Restructuring POSITA
Dini’s core concern undeniably has merit. But while the author raised a pertinent issue, his concerns are based on a rather simplistic view of AI. The POSITA standard requires restructuring to adapt to the (fast approaching!) era of AI inventors. Dini’s approach is incomplete, as it would be counterproductive to completely exclude AI models from the fold of inventions.
Ryan Abbott proposed a more sophisticated solution in his seminal paper ‘Everything is Obvious’. Abbott presages Dini’s claim that as inventive machines improve, the bar for patentability must proportionally evolve. However, he proposes an ‘inventive machine standard’ (IMS) as an alternative to POSITA where reproducibility is not an inherent disqualifier but acts as a mechanism to bring much needed objectivity to the non-obviousness standard. The proposed test is to determine whether a ‘standard machine’ could reproduce this subject matter with ‘sufficient ease’.

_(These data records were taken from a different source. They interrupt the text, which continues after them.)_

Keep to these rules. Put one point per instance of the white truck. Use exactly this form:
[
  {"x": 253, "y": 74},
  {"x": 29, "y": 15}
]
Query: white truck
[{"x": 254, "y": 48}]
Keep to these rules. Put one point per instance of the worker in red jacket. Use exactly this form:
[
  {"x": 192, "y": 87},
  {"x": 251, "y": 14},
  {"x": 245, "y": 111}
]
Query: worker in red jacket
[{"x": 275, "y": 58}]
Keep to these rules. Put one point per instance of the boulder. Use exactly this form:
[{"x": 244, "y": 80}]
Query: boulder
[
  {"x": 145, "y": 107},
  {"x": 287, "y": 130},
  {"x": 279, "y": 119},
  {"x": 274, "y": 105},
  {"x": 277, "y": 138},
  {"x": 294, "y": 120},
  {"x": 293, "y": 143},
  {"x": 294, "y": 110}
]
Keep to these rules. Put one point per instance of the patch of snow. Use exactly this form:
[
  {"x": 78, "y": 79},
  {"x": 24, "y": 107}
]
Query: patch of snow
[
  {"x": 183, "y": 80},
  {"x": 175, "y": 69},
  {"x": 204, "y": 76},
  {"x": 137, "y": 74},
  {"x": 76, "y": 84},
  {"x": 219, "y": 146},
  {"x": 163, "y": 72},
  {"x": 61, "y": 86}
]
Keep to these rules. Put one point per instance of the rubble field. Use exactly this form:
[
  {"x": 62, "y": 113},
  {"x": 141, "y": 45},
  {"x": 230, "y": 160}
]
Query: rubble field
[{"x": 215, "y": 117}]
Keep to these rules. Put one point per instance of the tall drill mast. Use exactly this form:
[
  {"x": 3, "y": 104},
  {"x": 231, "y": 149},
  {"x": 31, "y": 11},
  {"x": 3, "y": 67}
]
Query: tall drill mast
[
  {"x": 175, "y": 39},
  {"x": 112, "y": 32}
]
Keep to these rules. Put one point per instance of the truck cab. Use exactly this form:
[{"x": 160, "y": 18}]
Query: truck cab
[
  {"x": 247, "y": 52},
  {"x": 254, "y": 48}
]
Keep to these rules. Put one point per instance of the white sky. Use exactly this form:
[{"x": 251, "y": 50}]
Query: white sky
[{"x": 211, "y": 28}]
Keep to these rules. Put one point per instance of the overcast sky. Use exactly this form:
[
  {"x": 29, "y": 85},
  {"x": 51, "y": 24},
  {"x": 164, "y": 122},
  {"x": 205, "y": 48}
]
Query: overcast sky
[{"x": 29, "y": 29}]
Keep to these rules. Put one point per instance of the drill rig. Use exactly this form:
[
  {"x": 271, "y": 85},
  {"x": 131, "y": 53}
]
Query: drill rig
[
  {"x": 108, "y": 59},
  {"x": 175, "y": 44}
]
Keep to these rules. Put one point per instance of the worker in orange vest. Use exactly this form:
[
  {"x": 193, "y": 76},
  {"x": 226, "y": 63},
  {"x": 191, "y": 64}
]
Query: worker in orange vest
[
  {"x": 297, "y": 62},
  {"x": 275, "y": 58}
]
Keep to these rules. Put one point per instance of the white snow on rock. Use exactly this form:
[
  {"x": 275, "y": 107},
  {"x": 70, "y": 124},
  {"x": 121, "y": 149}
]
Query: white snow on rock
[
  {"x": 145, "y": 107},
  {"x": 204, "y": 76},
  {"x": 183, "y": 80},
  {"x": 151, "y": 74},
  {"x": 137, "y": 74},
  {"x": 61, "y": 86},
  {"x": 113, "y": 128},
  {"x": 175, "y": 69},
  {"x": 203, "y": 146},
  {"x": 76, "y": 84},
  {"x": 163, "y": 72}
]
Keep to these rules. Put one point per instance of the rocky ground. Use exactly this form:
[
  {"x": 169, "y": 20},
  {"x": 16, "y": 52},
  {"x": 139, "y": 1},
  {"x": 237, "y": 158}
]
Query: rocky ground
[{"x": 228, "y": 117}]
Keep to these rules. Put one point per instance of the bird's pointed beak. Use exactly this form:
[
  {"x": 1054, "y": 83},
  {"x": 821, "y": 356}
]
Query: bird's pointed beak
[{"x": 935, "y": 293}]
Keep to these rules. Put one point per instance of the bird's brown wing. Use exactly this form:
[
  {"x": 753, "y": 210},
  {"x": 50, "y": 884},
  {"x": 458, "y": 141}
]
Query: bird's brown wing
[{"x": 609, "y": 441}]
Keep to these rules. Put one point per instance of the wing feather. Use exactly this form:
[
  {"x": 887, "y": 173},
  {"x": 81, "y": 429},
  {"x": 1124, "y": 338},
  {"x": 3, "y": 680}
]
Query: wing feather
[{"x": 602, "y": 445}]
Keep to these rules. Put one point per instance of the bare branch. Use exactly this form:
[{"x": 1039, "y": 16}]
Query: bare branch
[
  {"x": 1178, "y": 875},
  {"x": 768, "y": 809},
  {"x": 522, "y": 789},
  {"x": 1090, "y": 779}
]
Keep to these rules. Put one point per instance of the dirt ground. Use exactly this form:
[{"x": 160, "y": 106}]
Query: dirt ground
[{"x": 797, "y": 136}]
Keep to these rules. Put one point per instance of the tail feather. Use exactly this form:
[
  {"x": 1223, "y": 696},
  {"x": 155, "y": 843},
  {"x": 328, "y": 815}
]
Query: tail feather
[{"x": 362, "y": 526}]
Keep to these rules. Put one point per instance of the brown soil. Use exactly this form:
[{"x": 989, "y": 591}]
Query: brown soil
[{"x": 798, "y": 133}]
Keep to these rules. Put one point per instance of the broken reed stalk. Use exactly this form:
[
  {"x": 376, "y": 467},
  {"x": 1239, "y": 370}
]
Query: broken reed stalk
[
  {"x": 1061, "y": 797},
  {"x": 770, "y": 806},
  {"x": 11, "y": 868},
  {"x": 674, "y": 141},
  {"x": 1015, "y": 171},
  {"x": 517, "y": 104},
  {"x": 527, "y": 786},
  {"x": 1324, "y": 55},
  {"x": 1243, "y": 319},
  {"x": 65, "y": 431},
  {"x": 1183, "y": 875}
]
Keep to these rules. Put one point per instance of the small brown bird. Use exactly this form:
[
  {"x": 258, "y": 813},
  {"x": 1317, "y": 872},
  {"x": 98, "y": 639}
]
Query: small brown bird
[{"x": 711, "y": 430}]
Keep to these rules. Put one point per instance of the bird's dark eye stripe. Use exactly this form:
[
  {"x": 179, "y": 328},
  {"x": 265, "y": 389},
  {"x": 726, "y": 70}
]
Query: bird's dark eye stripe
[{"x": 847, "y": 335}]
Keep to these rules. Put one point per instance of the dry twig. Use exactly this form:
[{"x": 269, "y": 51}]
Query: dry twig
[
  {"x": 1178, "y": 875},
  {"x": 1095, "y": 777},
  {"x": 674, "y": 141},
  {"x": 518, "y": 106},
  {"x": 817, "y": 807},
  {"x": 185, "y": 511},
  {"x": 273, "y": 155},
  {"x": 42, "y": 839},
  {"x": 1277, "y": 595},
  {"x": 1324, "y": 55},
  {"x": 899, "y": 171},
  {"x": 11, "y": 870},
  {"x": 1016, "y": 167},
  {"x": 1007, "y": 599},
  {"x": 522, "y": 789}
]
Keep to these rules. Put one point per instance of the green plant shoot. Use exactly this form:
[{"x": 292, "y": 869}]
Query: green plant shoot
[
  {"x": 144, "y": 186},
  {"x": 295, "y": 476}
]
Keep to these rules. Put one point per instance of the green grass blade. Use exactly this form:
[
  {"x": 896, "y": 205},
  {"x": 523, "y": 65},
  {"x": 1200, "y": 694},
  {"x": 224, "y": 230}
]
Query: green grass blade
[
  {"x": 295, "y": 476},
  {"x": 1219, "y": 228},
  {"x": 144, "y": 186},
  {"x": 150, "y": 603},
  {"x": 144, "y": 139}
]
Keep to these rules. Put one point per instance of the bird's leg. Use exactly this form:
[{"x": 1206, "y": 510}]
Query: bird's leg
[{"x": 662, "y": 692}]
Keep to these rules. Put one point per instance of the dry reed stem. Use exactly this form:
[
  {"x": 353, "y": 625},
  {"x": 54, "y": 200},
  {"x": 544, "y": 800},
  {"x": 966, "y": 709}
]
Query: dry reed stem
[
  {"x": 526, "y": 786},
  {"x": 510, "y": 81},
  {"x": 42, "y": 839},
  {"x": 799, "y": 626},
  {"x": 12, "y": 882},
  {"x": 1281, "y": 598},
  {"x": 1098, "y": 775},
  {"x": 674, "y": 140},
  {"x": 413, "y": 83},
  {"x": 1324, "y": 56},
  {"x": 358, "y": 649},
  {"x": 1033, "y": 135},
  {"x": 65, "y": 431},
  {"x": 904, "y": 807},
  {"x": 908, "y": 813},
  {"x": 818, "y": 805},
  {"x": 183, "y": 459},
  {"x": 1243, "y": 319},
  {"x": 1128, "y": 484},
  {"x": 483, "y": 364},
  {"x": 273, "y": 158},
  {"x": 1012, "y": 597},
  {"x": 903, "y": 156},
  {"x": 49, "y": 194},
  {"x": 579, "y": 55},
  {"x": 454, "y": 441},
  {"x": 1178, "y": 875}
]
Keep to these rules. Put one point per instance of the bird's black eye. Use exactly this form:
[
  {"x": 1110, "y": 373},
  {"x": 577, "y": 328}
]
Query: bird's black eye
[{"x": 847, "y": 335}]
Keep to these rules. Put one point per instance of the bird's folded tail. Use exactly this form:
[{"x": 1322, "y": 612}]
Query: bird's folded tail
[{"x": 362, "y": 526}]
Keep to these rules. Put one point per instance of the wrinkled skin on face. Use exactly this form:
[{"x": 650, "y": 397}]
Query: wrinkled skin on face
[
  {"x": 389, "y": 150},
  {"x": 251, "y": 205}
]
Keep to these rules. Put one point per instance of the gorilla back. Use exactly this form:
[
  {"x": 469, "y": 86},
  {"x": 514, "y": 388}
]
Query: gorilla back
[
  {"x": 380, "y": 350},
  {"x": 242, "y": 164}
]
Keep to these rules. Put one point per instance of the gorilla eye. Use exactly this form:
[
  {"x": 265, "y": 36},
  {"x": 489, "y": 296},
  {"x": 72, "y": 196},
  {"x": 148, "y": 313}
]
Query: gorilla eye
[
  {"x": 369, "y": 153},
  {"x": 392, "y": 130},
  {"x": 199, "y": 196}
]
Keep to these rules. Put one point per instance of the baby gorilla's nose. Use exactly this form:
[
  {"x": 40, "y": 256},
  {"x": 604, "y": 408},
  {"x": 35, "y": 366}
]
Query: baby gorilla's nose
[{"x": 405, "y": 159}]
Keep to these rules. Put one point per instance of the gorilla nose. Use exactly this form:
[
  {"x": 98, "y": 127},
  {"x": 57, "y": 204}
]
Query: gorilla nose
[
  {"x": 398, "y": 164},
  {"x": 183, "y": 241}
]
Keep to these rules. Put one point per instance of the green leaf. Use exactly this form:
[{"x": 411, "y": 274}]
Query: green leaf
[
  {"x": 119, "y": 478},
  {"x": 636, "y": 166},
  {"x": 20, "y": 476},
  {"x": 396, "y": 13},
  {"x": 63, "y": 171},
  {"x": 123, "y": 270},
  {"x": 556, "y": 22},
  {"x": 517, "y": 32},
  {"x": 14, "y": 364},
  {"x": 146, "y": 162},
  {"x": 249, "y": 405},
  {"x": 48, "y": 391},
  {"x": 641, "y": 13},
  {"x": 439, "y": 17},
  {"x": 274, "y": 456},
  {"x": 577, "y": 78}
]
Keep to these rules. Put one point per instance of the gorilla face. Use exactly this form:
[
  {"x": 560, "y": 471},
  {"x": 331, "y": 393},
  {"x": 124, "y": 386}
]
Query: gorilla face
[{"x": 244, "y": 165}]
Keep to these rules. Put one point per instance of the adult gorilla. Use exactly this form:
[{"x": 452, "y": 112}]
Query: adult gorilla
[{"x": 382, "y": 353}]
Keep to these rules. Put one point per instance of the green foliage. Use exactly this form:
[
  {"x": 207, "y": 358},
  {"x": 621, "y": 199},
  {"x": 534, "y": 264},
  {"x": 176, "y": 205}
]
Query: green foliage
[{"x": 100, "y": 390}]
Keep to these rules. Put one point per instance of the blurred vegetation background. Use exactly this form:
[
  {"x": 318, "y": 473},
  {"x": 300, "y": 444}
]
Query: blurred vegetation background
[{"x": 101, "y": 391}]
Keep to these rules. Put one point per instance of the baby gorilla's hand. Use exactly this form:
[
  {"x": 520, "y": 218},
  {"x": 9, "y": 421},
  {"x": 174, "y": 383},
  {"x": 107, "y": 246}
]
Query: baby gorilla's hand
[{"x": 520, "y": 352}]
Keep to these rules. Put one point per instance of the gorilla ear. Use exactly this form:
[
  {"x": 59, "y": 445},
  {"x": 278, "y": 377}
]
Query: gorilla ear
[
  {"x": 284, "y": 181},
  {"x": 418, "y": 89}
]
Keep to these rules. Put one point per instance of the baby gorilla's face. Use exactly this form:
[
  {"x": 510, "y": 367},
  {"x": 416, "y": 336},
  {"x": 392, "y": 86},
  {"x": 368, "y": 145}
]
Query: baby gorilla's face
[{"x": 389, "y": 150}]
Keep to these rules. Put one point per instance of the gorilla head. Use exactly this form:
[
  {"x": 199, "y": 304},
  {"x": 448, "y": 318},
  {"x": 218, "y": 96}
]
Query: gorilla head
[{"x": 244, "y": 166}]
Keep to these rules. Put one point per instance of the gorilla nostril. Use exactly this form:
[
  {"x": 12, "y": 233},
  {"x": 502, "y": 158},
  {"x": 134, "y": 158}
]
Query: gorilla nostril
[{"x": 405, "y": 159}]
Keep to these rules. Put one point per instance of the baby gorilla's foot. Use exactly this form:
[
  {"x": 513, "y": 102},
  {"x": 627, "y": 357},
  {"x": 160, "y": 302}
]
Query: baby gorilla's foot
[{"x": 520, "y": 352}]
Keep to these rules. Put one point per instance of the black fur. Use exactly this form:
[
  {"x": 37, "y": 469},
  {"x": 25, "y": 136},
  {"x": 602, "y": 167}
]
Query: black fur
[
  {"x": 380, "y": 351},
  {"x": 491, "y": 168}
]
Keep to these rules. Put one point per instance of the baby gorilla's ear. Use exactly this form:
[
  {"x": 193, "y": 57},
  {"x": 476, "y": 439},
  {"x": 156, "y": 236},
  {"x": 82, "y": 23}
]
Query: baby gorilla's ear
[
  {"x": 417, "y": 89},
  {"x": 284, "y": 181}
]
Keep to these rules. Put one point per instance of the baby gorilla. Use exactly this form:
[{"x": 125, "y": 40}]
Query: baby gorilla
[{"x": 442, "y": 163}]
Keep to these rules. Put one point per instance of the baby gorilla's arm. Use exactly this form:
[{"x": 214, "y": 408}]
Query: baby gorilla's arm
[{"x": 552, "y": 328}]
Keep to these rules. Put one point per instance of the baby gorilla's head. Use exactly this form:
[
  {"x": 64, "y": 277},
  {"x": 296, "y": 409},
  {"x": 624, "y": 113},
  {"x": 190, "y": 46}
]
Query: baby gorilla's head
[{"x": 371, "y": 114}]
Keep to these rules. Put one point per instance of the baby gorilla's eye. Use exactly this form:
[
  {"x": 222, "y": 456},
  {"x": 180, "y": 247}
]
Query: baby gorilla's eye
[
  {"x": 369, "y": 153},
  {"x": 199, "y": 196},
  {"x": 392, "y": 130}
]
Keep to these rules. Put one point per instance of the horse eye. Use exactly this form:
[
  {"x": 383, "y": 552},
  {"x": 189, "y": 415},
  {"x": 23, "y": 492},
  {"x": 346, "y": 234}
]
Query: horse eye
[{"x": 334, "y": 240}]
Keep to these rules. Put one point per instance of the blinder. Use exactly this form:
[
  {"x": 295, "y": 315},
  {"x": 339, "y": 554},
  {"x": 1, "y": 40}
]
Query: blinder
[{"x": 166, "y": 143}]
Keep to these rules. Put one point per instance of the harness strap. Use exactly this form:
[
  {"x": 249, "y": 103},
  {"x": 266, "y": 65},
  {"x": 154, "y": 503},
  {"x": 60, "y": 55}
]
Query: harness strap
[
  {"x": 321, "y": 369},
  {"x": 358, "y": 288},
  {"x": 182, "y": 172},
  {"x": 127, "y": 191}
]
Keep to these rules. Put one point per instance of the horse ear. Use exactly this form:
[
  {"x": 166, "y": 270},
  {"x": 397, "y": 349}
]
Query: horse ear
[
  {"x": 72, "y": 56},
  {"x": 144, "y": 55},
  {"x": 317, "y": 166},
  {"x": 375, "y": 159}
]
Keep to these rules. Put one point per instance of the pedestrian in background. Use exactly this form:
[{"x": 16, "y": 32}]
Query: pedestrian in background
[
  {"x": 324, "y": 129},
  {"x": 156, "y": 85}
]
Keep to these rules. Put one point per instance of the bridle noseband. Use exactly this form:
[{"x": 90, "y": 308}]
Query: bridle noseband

In our opinion, Abbott’s approach provides a potential brightline test for the non-obviousness of AI inventions. Firstly, his proposal is centred on standard machines; a realistic and achievable standard as compared to the perfectly matched ‘AI Supercomputer’ that Dini requires. Secondly, the ‘sufficient ease’ standard is perfectly placed to accommodate the vast diversity of AI architectures. We recommend that a general purpose LLM trained on generic prior art could serve as the ‘standard’ machine. Doing so would not only raise the standard of non-obviousness aligning itself with contemporary technological capabilities, but also ensure that inventions from highly advanced, non-standard models are not disqualified ab initio.
Conclusion
Apart from purely AI-enabled inventions, the discipline is equally grappling with the problem of inventions where human and AI seamlessly collaborate. In such situations, POSTIA presumably would often find such collaborative innovations non-obvious. This calls for substituting POSITA with the IMS standard as a much favourable mechanism for deciding the non-obviousness of an invention. The standard recognises that AI usage may be original through the mode of prompt engineering, and thus, if it is non-reproducible with sufficient ease, even such collaborative works may become patentable, assuming that the ‘personhood’ limitation currently imposed is, in due course, done away with, leading to the development of a more holistic understanding of POSITA itself as well in the evolving field of intellectual property law.